Néanmoins, en l’absence de Monsieur et Madame [Z] à l’audience et afin de respecter le principe du contradictoire, il convient de retenir le montant de la dette locative tel que mentionné dans l’acte introductif d’instance, conformément au décompte produit expurgé des frais qui ne font pas partie de la dette locative.
Ainsi Monsieur et Madame [Z] seront solidairement condamnés à verser la somme provisionnelle de 2946,84 euros au bailleur, avec intérêts au taux légal à compter de l’assignation.
— Sur les éventuels délais de paiement et l’expulsion :
En application de l’article 24 V et VII de la loi du 6 juillet 1989 le juge peut accorder, même d’office, des délais de paiement dans la limite de trois années, au locataire en situation de régler sa dette locative ET ayant repris le paiement du loyer courant avant l’audience, et peut, à la demande d’une des parties, sous la condition de la reprise du loyer courant, suspendre les effets de la clause résolutoire.
En l’espèce, l’opposition du bailleur et l’absence de reprise du paiement du loyer courant intégral avant l’audience par les locataires, ne permettent pas de suspendre les effets de la clause résolutoire et de fixer des mensualités susceptibles d’être versées par les locataires pour acquitter la dette dans le délai légal précité.
Monsieur et Madame [Z] étant occupants sans droit ni titre depuis le 14 mai 2025 pour le logement et pour la resserre, il convient d’ordonner leur expulsion ainsi que l’expulsion de tous occupants de leur chef, selon les modalités fixées au dispositif de la présente décision.
— Sur l’indemnité d’occupation :
L’application de la clause résolutoire ayant pour effet de déchoir les locataires de tout droit d’occupation d’un local donné à bail, le maintien dans les lieux malgré cette déchéance du droit d’occupation constitue une faute civile ouvrant droit à réparation.
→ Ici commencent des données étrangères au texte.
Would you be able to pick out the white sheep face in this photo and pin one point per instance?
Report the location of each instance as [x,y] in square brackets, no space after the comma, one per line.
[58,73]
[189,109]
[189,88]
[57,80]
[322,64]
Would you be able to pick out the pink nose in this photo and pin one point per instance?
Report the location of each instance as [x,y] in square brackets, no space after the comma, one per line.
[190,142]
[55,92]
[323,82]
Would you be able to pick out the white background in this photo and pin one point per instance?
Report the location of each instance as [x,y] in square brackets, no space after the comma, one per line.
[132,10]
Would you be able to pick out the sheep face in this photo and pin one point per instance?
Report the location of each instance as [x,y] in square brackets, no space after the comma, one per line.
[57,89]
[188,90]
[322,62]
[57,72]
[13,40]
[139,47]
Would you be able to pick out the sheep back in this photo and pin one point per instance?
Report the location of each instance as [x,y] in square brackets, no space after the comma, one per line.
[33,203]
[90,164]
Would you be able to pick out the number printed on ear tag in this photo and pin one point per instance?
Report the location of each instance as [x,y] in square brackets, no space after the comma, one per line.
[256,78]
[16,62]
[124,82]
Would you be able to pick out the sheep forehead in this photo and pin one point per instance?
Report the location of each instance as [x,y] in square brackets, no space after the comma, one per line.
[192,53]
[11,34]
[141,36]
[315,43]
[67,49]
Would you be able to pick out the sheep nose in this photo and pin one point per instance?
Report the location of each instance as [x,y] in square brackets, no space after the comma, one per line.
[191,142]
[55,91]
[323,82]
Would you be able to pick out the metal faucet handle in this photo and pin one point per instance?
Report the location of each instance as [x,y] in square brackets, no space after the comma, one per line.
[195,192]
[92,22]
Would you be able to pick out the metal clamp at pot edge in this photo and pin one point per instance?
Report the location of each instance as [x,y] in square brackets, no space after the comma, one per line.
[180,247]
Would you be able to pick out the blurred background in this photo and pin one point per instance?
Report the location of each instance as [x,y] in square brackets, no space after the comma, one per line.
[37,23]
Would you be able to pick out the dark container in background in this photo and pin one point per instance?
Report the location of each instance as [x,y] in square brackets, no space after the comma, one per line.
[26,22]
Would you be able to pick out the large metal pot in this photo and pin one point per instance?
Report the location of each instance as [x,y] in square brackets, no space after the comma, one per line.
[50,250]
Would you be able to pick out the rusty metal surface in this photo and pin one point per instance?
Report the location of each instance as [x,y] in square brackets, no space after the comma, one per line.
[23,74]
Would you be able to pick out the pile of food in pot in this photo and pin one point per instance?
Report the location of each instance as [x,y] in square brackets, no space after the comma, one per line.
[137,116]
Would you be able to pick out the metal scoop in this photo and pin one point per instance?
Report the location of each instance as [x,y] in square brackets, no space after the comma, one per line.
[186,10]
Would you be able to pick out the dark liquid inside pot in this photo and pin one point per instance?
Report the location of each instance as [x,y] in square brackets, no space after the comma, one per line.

Il revient au juge de fixer le montant de cette réparation sous la forme d’une indemnité d’occupation, dont le montant dépend de son appréciation souveraine.
En l’espèce, il convient de fixer le montant provisionnel de l’indemnité d’occupation à la somme prévue dans chaque bail résilié correspondant au loyer révisé et aux charges et de condamner solidairement Monsieur et Madame [Z] à son paiement provisionnel à compter de la résiliation de chaque bail et jusqu’à parfaite libération des lieux par remise des clés au bailleur ou à son mandataire, aucun élément ne venant justifier la majoration demandée.
— Sur l’exécution provisoire :
La présente décision est exécutoire à titre provisoire.
— Sur l’article 700 du code de procédure civile :
Il résulte des dispositions de l’article 700 du code de procédure civile que : « Dans toutes les instances, le juge condamne la partie tenue aux dépens ou, à défaut, la partie perdante, à payer à l’autre partie la somme qu’il détermine, au titre des frais exposés et non compris dans les dépens. Le juge tient compte de l’équité ou de la situation économique de la partie condamnée. Il peut, même d’office, pour des raisons tirées des mêmes considérations, dire qu’il n’y a pas lieu à cette condamnation. »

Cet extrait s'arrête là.